Santa Cruz County is experiencing feverish growth these days, spilling over from Silicon Valley and generated by UCSC’s industry-fueled expansion. The city of Santa Cruz is building condos and bikeways and praying for transit and grocery stores just like Berkeley is, but people there still want houses in “the country,” and who could blame them? Even with the slowdown in the economy Santa Cruz’s new rich can still afford to build. But if everyone moves to the country it’s no longer the country, but what they used to call on the East Coast the Exurbs: home to people who don’t have to be at work every day at 8, and who are well paid for the privilege. And their megahomes take up a lot of land. 

All of this description is a long-winded prelude to a quick pointer to Oregon’s 60-40 vote on Nov. 2 against the state’s panoply of smart-growth restrictions on population expansion into the countryside. If the vote stands up to legal challenges, the state might have to compensate—at ruinously expensive levels—property owners who can’t turn their rural land into exurbs or even suburbs.  

It’s just plain foolish to believe that building more condos on tram routes in Portland has prevented people who can afford them from wanting ranchettes outside town.

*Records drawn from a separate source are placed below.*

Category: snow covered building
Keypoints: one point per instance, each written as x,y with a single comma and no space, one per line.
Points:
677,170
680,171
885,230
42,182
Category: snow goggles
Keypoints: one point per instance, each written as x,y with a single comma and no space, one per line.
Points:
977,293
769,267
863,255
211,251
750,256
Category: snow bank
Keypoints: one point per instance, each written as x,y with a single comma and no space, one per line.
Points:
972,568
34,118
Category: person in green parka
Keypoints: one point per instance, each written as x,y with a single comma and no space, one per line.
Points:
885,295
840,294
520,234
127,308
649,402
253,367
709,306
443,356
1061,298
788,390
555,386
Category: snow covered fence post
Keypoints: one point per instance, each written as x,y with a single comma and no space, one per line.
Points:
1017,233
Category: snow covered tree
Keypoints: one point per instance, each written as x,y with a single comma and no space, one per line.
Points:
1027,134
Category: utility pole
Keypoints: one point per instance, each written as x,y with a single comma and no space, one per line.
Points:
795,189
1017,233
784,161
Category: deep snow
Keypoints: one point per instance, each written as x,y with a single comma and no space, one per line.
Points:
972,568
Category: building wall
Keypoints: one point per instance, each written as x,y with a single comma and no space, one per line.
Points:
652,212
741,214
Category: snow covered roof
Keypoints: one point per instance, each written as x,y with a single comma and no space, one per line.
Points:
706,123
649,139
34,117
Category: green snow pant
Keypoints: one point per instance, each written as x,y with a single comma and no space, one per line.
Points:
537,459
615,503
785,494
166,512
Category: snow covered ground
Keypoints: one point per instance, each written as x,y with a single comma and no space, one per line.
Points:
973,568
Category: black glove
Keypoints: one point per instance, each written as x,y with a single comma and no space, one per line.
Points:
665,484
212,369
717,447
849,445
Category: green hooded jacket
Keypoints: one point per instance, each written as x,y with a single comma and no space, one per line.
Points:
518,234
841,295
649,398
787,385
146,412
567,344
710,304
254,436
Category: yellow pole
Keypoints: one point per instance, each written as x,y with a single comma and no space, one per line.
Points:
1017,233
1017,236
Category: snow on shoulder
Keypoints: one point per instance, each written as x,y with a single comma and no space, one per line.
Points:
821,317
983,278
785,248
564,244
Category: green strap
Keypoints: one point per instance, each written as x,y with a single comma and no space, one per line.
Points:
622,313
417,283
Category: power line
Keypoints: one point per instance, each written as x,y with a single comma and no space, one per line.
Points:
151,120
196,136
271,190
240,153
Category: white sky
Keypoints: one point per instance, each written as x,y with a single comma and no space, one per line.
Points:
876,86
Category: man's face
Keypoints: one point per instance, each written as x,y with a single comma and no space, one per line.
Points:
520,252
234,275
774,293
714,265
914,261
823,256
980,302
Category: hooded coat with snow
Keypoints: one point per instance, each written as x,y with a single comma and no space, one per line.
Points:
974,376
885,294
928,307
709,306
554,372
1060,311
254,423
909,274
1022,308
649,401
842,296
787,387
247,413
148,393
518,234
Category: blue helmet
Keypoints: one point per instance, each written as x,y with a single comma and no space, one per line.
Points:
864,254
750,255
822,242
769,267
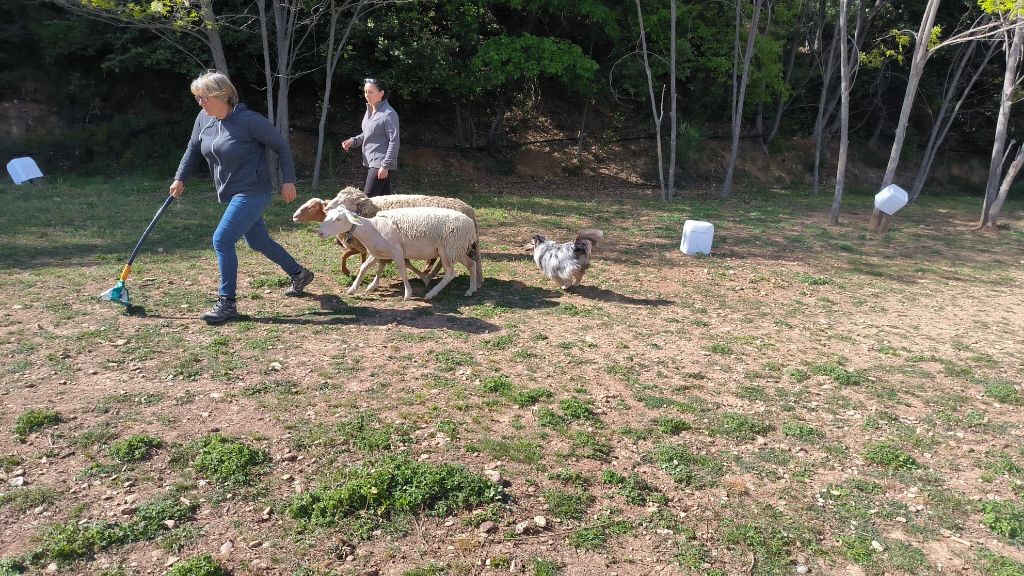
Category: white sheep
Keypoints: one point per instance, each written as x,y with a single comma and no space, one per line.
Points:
353,200
421,234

Despite the efforts of some smart growth theorists to turn “backyard” into a pejorative term, people with families, even people with modest incomes, still want those backyards, and will commute for hours to get to them. The pent-up demand is there, and it has created a much more extreme-than-necessary reversal of some very important environmental restrictions: The baby has been tossed out along with the bath water.  

The same thing could happen in California. The facile solutions offered by smart growth ideologues might backfire here too, turning angry refugees from too much growth in their city backyards into equally ideological property rights advocates along the lines of the Oregon majority voters. There are no easy answers, and no one has a monopoly on smarts. It’s time for dialogue instead of ultimatums, and for realism from all participants.